Tibetan armies invaded Bhutan around 1629, in 1631, and again in 1639, hoping to throttle Ngawang Namgyal's popularity before it spread too far. In 1634 Ngawang Namgyal defeated Karma Tenkyong's army in the Battle of Five Lamas. The invasions were thwarted, and the Drukpa subsect developed a strong presence in western and central Bhutan, leaving Ngawang Namgyal supreme. In recognition of the power he accrued, goodwill missions were sent to Bhutan from Cooch Behar in the Duars (present-day northeastern West Bengal), Nepal to the west, and Ladakh in western Tibet. The ruler of Ladakh even gave a number of villages in his kingdom to Ngawang Namgyal.

Bhutan's troubles were not over, however. In 1643, a joint Mongol-Tibetan force sought to destroy Nyingmapa refugees who had fled to Bhutan, Sikkim, and Nepal. The Mongols had seized control of religious and civil power in Tibet in the 1630s and established Gelugpa as the state religion. Bhutanese rivals of Ngawang Namgyal encouraged the Mongol intrusion, but the Mongol force was easily defeated in the humid lowlands of southern Bhutan. Another Tibetan invasion in 1647 also failed.[12]

During Ngawang Namgyal's rule, administration comprised a state monastic body with an elected head, the Je Khenpo (lord abbot), and a theocratic civil government headed by the Druk Desi (regent of Bhutan, also known as Deb Raja in Western sources). The Druk Desi was either a monk or a member of the laity—by the nineteenth century, usually the latter; he was elected for a three-year term, initially by a monastic council and later by the State Council (Lhengye Tshokdu). The State Council was a central administrative organ that included regional rulers, the shabdrung's chamberlains, and the Druk Desi. In time, the Druk Desi came under the political control of the State Council's most powerful faction of regional administrators. The Shabdrung was the head of state and the ultimate authority in religious and civil matters. The seat of government was at Thimphu, the site of a thirteenth-century dzong, in the spring, summer, and fall. The winter capital was at Punakha Dzong, a dzong established northeast of Thimphu in 1527. The kingdom was divided into three regions (east, central, and west), each with an appointed ponlop, or governor, holding a seat in a major dzong. Districts were headed by dzongpon, or district officers, who had their headquarters in lesser dzong. The ponlop were combination tax collectors, judges, military commanders, and procurement agents for the central government. Their major revenues came from the trade between Tibet and India and from land taxes.[12]

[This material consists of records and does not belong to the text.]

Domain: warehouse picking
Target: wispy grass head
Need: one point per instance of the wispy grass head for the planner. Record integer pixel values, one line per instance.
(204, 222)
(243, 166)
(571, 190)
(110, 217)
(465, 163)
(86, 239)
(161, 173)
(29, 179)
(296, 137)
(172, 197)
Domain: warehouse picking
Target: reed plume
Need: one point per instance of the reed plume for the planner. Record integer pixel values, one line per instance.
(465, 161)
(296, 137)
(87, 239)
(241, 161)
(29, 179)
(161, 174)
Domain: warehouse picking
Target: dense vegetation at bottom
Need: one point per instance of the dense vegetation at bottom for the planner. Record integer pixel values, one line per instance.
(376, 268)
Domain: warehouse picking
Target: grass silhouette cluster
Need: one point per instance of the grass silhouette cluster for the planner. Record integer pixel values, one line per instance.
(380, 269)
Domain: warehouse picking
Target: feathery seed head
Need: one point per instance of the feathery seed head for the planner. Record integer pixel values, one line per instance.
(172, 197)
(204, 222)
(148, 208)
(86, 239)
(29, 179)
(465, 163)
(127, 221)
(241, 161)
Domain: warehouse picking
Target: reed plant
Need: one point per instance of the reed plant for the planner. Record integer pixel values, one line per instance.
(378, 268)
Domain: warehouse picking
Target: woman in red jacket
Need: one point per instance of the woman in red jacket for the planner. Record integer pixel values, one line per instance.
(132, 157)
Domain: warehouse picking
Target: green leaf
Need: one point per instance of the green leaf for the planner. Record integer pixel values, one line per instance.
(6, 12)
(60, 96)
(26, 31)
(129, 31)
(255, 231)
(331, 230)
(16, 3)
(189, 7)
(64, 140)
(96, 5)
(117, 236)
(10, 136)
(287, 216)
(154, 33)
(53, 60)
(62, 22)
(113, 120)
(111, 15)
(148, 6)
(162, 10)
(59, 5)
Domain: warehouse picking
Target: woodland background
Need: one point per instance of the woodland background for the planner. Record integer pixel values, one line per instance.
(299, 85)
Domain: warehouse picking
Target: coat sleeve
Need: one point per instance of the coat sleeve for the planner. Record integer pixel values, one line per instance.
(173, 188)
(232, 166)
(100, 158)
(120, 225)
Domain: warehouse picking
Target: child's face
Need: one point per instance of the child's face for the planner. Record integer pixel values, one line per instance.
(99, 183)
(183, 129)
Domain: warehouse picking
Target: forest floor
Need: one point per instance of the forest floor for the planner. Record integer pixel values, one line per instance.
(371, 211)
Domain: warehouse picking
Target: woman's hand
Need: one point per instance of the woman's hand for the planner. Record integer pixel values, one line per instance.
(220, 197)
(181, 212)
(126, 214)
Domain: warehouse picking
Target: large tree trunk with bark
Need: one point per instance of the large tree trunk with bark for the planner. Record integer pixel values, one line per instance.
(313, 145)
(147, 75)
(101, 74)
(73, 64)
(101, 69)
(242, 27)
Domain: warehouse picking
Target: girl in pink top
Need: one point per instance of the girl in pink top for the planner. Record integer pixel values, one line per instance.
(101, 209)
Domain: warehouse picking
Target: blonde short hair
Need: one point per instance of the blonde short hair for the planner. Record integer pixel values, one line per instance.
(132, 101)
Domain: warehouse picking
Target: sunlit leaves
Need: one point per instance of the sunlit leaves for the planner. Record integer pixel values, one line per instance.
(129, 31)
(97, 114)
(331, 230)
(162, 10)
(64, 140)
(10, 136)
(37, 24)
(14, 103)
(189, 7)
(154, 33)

Ngawang Namgyal's regime was bound by a legal code called the Tsa Yig, which described the spiritual and civil regime and provided laws for government administration and for social and moral conduct. The duties and virtues inherent in the Buddhist dharma (religious law) played a large role in the new legal code, which remained in force until the 1960s.[12]